Although manufacturing was hard hit in the early days of the pandemic, the pickup later in 2020, both in manufacturing and our demand for goods (furniture, TVs, inflatable pools, exercise machines, electronic and gaming gadgets, and clothing) has stretched the supply chain and contorted it as companies re-aligned those chains and sought new markets (remember the US-China trade spat was all happening at the same time last year).

This unexpected consumer demand has shot up the cost of moving the standard 40 foot container. The average cost to ship just one container has gone up from US$1,040 in June, 2020 to $4,570 at the start of March, 2021, according to S&P Global Platts. Guess who will eventually pay for the additional costs of shipping? And the current blockage will only exacerbate the problem, making shipped goods more expensive, faster.

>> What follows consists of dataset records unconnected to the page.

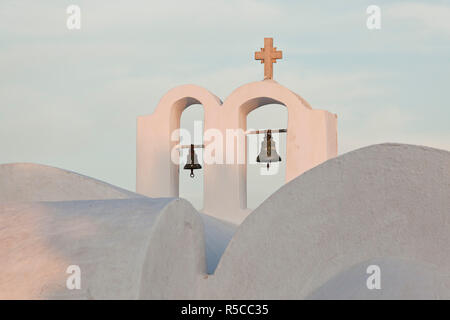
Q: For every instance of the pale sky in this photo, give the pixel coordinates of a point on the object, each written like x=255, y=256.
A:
x=70, y=98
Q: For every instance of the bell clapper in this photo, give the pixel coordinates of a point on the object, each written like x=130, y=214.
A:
x=192, y=161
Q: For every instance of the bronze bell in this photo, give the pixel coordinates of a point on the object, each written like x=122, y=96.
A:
x=192, y=162
x=268, y=152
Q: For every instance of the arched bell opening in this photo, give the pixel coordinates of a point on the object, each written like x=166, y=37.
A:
x=191, y=132
x=263, y=181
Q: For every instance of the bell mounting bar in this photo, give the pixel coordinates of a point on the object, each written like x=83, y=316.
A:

The current, and unscheduled, closure of the the Suez Canal will cause shortages of products, from agricultural products, livestock to computer parts, car parts, wines and all smartphones coming out of Asia. The list of affected goods is long.

The obvious solution (try another route) will just delay shipping longer and further delay the arrival of ships and containers. The longer routes also add additional cost. The return journeys will also be delayed, etc, etc. About 80% of the world’s total trade, by volume, travels by sea.

There are also some key indicators which could be hugely affected by this one ship blocking the Suez Canal. The ‘Fed’ (the US Federal Bank Board) has been fearful of inflation kicking in which could trigger a number of financial pillars – one being a shock to the US stock market. Rising costs will put additional pressure on inflation and leave the Fed less room to move to counteract any major reversal in the US share market.